A data relief method characterized by the above.

The data rescue method according to claim 1, wherein the new operational system starts a service while referring to the management information before replicating all the remaining data of the old operational system.

The new operational system determines whether or not management information related to data necessary for execution of the service exists in the table,
If the management information exists in the table, in order to complete the replication of the data, request the replication of the data to the old operational system,
When replication of the data is completed, management information related to the data is deleted from the table.
The data relief method according to claim 2, wherein:

In the method of relieving the data of the old operation system at the time of system switchover by executing data replication from the active system to the standby system, with one of the redundant systems as the active system and the other standby system,
a) At the time of data replication from the active system to the standby system, the management information regarding the remaining data that has not been replicated among the update data is held in a table,
b) When the active system is switched, the new active system executes one process while referring to the management information,
c) When the remaining data corresponding to the management information is required in the one process, the one process is stopped for a predetermined time and another process is executed.
d) When the predetermined time has elapsed, the process returns to step b).
A data relief method characterized by the above.

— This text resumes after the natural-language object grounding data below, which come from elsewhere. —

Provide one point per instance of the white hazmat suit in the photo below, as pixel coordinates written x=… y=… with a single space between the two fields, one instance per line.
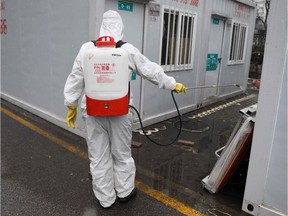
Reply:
x=109 y=138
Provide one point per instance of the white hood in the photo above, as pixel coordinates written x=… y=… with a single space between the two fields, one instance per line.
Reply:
x=112 y=25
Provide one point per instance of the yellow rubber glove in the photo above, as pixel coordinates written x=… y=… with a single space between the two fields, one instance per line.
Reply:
x=71 y=116
x=180 y=88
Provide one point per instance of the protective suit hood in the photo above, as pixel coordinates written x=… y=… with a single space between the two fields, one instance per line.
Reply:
x=112 y=25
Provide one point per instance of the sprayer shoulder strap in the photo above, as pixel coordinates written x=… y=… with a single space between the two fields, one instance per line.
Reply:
x=118 y=44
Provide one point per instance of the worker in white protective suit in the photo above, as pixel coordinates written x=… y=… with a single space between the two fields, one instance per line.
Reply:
x=109 y=137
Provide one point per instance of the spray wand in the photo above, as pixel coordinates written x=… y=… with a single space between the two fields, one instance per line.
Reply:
x=179 y=115
x=214 y=86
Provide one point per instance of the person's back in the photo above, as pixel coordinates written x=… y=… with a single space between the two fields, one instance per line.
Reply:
x=109 y=137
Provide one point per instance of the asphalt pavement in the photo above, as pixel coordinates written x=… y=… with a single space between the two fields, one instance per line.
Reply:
x=45 y=169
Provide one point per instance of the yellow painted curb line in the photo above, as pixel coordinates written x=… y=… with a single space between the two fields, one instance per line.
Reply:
x=173 y=203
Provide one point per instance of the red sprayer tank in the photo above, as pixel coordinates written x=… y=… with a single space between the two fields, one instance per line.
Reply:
x=106 y=77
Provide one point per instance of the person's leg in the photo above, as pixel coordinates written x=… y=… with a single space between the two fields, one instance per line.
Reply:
x=124 y=166
x=101 y=165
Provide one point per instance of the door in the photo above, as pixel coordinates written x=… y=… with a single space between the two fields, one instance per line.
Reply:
x=133 y=19
x=214 y=56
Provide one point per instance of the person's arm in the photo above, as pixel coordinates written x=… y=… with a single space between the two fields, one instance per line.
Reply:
x=74 y=85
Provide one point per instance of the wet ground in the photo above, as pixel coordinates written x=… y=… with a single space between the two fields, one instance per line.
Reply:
x=44 y=168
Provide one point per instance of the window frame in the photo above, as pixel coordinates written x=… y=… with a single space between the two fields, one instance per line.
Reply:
x=174 y=63
x=236 y=50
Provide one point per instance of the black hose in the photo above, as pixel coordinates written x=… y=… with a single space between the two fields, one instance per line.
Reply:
x=180 y=120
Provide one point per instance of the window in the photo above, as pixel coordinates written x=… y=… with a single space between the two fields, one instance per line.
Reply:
x=238 y=43
x=177 y=39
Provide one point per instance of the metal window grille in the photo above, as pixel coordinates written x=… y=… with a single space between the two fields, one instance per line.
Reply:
x=238 y=43
x=177 y=39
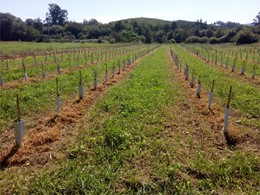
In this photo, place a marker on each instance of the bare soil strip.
(53, 134)
(236, 137)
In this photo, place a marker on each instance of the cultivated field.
(142, 124)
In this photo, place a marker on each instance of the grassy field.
(144, 135)
(15, 48)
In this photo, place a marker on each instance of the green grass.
(122, 150)
(130, 117)
(245, 97)
(11, 48)
(249, 56)
(34, 95)
(125, 145)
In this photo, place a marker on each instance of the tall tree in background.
(56, 15)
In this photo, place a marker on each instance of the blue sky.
(242, 11)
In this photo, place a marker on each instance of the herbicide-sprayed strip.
(215, 116)
(47, 140)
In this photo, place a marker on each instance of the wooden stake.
(18, 108)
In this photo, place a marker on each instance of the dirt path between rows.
(236, 137)
(51, 137)
(246, 77)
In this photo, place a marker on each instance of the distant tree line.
(56, 27)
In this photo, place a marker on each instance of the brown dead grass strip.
(47, 138)
(215, 116)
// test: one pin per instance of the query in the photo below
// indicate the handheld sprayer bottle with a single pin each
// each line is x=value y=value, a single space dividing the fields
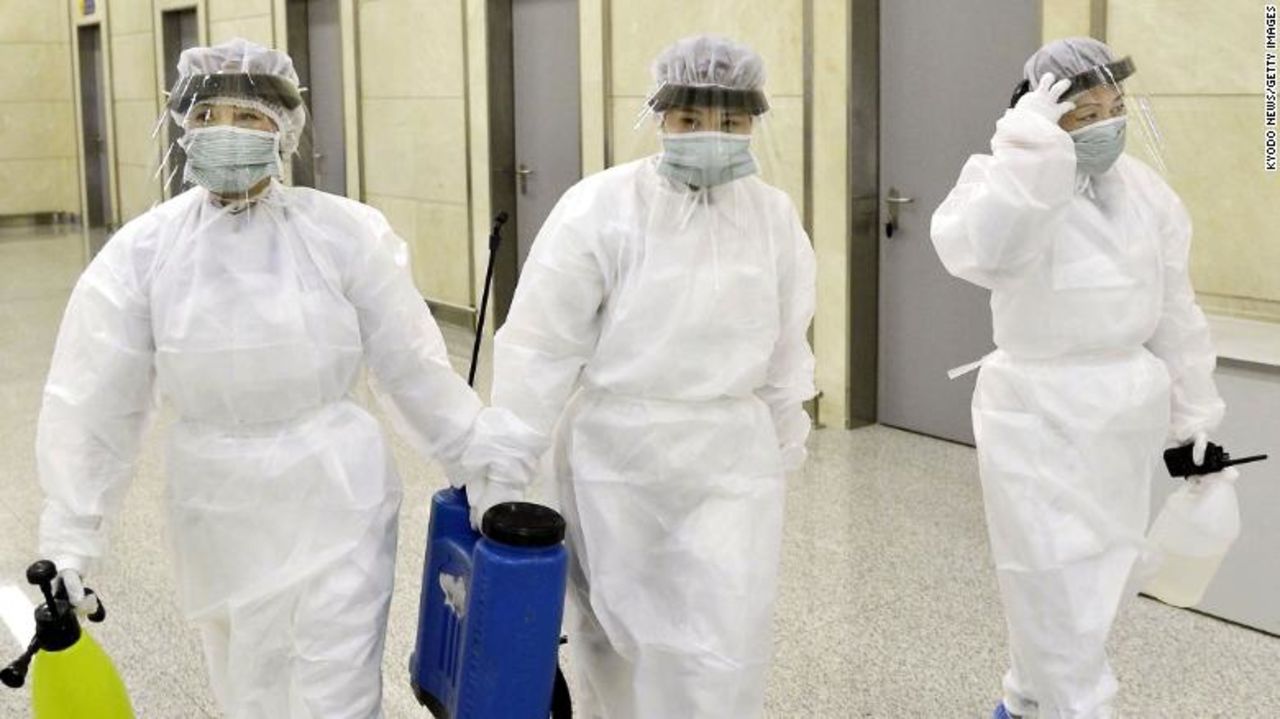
x=71 y=676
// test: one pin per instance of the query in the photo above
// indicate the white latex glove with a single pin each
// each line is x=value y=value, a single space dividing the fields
x=484 y=493
x=1046 y=100
x=1200 y=447
x=69 y=577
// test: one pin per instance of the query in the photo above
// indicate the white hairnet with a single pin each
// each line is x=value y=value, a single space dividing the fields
x=1068 y=58
x=709 y=59
x=261 y=78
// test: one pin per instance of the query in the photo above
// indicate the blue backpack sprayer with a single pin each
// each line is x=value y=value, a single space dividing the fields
x=489 y=617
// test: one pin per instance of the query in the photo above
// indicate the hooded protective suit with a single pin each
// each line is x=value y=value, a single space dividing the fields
x=1102 y=357
x=255 y=323
x=662 y=329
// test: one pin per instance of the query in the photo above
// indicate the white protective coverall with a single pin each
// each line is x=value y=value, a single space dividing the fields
x=255 y=323
x=661 y=331
x=1102 y=357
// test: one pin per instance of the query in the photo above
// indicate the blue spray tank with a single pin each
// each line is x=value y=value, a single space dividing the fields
x=489 y=618
x=492 y=604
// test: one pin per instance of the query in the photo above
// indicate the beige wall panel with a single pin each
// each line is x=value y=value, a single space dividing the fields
x=42 y=72
x=31 y=21
x=780 y=147
x=140 y=189
x=1232 y=201
x=416 y=149
x=135 y=120
x=257 y=30
x=627 y=140
x=1258 y=310
x=831 y=335
x=133 y=67
x=400 y=214
x=1066 y=18
x=229 y=9
x=129 y=15
x=411 y=49
x=31 y=131
x=1191 y=46
x=438 y=242
x=39 y=186
x=775 y=28
x=439 y=252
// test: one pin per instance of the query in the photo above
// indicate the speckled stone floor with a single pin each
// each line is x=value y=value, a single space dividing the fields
x=887 y=603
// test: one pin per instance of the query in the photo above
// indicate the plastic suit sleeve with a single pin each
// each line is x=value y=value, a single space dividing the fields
x=1182 y=339
x=790 y=379
x=1000 y=216
x=96 y=406
x=551 y=331
x=430 y=406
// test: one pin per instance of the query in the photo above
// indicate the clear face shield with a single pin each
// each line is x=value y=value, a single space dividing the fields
x=1111 y=113
x=703 y=137
x=231 y=133
x=705 y=143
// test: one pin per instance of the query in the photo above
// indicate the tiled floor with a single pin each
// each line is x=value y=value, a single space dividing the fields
x=887 y=608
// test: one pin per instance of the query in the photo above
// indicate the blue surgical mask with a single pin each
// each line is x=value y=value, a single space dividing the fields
x=229 y=160
x=707 y=159
x=1098 y=146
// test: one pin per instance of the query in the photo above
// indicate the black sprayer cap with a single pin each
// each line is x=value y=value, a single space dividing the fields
x=524 y=523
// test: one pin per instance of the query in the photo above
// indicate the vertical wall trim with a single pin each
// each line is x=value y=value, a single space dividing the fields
x=467 y=142
x=1098 y=19
x=351 y=100
x=607 y=79
x=808 y=117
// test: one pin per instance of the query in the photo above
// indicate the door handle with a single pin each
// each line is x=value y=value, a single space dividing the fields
x=522 y=172
x=894 y=201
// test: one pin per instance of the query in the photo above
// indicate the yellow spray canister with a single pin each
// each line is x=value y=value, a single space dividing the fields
x=71 y=676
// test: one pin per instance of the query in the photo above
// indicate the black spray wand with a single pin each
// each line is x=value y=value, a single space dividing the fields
x=494 y=241
x=1182 y=463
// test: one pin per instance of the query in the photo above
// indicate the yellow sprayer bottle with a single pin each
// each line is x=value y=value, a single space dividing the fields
x=71 y=676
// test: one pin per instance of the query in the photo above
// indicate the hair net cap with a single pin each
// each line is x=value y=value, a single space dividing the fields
x=709 y=71
x=240 y=72
x=708 y=59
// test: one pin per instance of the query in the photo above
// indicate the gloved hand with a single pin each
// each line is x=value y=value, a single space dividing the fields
x=69 y=577
x=1200 y=445
x=1046 y=100
x=484 y=493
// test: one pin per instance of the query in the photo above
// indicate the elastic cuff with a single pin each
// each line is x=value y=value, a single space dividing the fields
x=81 y=564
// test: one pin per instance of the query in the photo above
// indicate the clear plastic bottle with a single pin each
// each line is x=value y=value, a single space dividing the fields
x=1193 y=532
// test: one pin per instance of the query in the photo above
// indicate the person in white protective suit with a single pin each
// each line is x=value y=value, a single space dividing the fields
x=658 y=335
x=1102 y=357
x=251 y=307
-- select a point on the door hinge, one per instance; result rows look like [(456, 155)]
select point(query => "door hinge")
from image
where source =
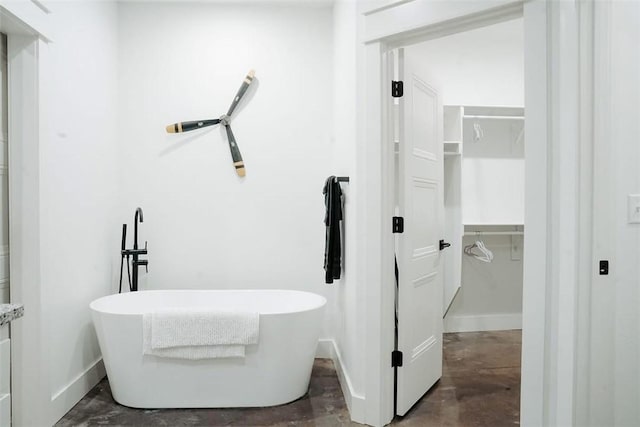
[(444, 245), (398, 224), (397, 89), (396, 358)]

One of the dual processing systems consisting of the first processing system and the second processing system is used as the active system and the other standby system, and data replication from the active system to the standby system is performed to relieve data from the old operating system when the system is switched In the system to
Each of the first processing system and the second processing system includes:
Memory for readable and writable storage of data used by the process;
A table for storing management information relating to remaining data for which data replication has not been completed among update data stored in the memory during data replication from the active system to the standby system;
When the processing system switches from the standby system to the active system, the management information is replicated from the other processing system table to the processing system table, and the service is executed in the processing system based on the replicated management information. Control means;
A data relief system comprising:

When the processing system needs data corresponding to the management information existing in the table when the processing system executes the service, the control unit requests the data to be replicated from the other processing system. 6. The data relief system according to claim 5, wherein

When one process of the processing system needs data corresponding to the management information existing in the table when the process executes the service, the control means stops the execution of the one process for a predetermined time and 6. The data rescue system according to claim 5, wherein a process is executed, and the one process is re-executed after the predetermined time has elapsed.